Chapter 1 — From Line to Curve: The Leap to Nonlinearity

Why Lines Aren't Enough

Last chapter, we fit a line to linear data. It worked beautifully. But what if the data looks like this?

A line goes up or goes down. It can't go up, then down, then up again. The data has a curve (a sine wave). No matter how hard gradient descent tries, a line will always miss the pattern. The loss will plateau at a high value.

⚠️ This is called "underfitting"

When your model is too simple to capture the structure in your data, it underfits. The loss stays high regardless of training. Adding nonlinearity is how we fix this.

ReLU — The Simplest Curve Builder

The simplest nonlinear function that actually works is called ReLU (Rectified Linear Unit):

fn relu(x: f64) -> f64 {
    if x > 0.0 { x } else { 0.0 }
}

That's it. If the input is positive, pass it through. If negative, clamp to zero. It's a "bent" line — linear on one side, flat on the other.

Alone, ReLU is just a bend. But here's the magic: a sum of many shifted and scaled ReLUs can approximate any curve. Each ReLU creates a "bump" or "corner." Stack enough of them and you get a sine wave, a parabola, or anything in between.

💡 The "LEGO brick" view

Think of ReLU as a LEGO brick. One brick builds a straight step. Two bricks at different positions build a bump. A thousand bricks build a cathedral. Deep learning is just scaling up this same stacking process.

A 2-Layer Network

Here's the architecture. We'll call it a "2-layer network" because there are two parameterised layers between input and output:

// Layer 1:  x → W1 * x + b1 → ReLU → h    (hidden layer, 32 neurons)
// Layer 2:  h → W2 * h + b2 → ŷ             (output layer, 1 neuron)

// Forward pass
fn forward(x: f64, w1: &[f64], b1: &[f64], w2: &[f64], b2: f64) -> f64 {
    let n_hidden = w1.len();

    // Hidden layer: ReLU(W1 * x + b1) for each neuron
    let mut h = vec![0.0; n_hidden];
    for i in 0..n_hidden {
        let z = w1[i] * x + b1[i];
        h[i] = if z > 0.0 { z } else { 0.0 }; // ReLU
    }

    // Output layer: weighted sum of hidden activations
    let mut y_hat = b2;
    for i in 0..n_hidden {
        y_hat += w2[i] * h[i];
    }
    y_hat
}

The total number of knobs: 32 (w1) + 32 (b1) + 32 (w2) + 1 (b2) = 97. Our line-fitter had 2 knobs. We've gone from 2 to 97 — and that's a tiny network.

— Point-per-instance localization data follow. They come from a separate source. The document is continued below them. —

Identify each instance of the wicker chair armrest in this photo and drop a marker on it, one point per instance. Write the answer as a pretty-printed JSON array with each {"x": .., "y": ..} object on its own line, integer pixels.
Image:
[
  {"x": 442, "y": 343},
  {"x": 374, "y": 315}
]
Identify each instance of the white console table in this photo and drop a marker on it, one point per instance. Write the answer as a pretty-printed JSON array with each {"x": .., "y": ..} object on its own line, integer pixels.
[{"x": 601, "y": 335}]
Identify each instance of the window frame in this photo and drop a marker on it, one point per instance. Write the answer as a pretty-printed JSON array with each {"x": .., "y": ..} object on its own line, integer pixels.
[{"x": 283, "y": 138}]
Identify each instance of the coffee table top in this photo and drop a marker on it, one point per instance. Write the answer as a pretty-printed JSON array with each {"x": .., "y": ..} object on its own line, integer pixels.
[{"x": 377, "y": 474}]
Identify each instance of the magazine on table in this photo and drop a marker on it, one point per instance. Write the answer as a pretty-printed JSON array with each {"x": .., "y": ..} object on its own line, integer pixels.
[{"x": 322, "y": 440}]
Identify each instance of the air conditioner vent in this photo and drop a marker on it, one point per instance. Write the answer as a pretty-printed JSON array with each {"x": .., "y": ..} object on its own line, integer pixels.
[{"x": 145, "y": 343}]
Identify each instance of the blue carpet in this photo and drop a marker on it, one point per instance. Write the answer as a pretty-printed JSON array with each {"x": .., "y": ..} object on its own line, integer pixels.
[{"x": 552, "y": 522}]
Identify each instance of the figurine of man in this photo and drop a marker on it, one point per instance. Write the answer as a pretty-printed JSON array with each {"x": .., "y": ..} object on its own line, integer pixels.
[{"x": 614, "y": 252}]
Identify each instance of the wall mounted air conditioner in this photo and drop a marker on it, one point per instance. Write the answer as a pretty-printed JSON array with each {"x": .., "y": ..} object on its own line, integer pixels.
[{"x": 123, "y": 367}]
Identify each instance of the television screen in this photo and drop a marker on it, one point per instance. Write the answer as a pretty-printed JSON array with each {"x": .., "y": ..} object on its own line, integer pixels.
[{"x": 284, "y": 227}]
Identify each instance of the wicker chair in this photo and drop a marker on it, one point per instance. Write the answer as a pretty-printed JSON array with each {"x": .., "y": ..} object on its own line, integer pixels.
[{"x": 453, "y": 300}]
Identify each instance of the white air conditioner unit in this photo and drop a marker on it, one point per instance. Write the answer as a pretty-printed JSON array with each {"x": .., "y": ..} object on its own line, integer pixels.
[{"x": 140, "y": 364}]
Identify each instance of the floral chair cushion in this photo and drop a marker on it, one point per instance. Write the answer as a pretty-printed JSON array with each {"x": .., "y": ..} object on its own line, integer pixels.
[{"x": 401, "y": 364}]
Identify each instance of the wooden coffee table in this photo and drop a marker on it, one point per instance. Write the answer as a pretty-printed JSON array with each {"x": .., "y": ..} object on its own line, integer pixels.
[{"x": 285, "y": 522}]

Putting It Together — Fit a Sine Wave

The full program: generate sine wave data, build a 2-layer network with 32 hidden neurons, and train it with gradient descent — computing gradients manually for each of the 97 parameters.

src/main.rs — training loop

fn main() {
    // --- Generate sine wave data ---
    let n = 200;
    let mut xs: Vec<f64> = Vec::with_capacity(n);
    let mut ys: Vec<f64> = Vec::with_capacity(n);
    let mut rng = XorShift64::new(42);

    for i in 0..n {
        let x = (i as f64 / n as f64) * 4.0 * std::f64::consts::PI; // [0, 4π)
        let noise = (rng.next_f64() - 0.5) * 0.3;
        let y = x.sin() + noise;
        xs.push(x);
        ys.push(y);
    }

    // --- Initialise parameters (97 knobs) ---
    let n_hidden = 32;
    let mut w1: Vec = (0..n_hidden).map(|_| rng.next_f64() * 2.0 - 1.0).collect();
    let mut b1: Vec = (0..n_hidden).map(|_| rng.next_f64() * 2.0 - 1.0).collect();
    let mut w2: Vec = (0..n_hidden).map(|_| rng.next_f64() * 2.0 - 1.0).collect();
    let mut b2: f64 = 0.0;

    let lr = 0.01;

    // --- Training ---
    for step in 0..5000 {
        // Gradients
        let mut dw1 = vec![0.0; n_hidden];
        let mut db1 = vec![0.0; n_hidden];
        let mut dw2 = vec![0.0; n_hidden];
        let mut db2 = 0.0;

        for i in 0..n {
            let x = xs[i];
            let y_true = ys[i];

            // Forward pass (also store h for backward)
            let mut h = vec![0.0; n_hidden];
            let mut zs = vec![0.0; n_hidden];
            for j in 0..n_hidden {
                zs[j] = w1[j] * x + b1[j];
                h[j] = if zs[j] > 0.0 { zs[j] } else { 0.0 }; // ReLU
            }
            let y_pred = w2.iter().zip(&h).map(|(w, h)| w * h).sum::() + b2;

            let error = y_pred - y_true;

            // Gradients for output layer
            db2 += 2.0 * error;
            for j in 0..n_hidden {
                dw2[j] += 2.0 * error * h[j];
            }

            // Gradients for hidden layer (backprop through ReLU)
            for j in 0..n_hidden {
                let relu_grad = if zs[j] > 0.0 { 1.0 } else { 0.0 };
                let dhidden = 2.0 * error * w2[j] * relu_grad;
                dw1[j] += dhidden * x;
                db1[j] += dhidden;
            }
        }

        // Average and update
        let nf = n as f64;
        for j in 0..n_hidden {
            w1[j] -= lr * dw1[j] / nf;
            b1[j] -= lr * db1[j] / nf;
            w2[j] -= lr * dw2[j] / nf;
        }
        b2 -= lr * db2 / nf;

        // Print loss every 500 steps
        if step % 500 == 0 {
            let loss = (0..n).map(|i| {
                let y_pred = forward(xs[i], &w1, &b1, &w2, b2);
                let e = y_pred - ys[i];
                e * e
            }).sum::() / n as f64;
            println!("step {:>4} | MSE: {:.6}", step, loss);
        }
    }
}

When you run it, you should see the MSE drop from around 0.5 (a bad sine fit) to about 0.01 (a good sine fit). The network learns the oscillation pattern despite never being told "this is a sine wave."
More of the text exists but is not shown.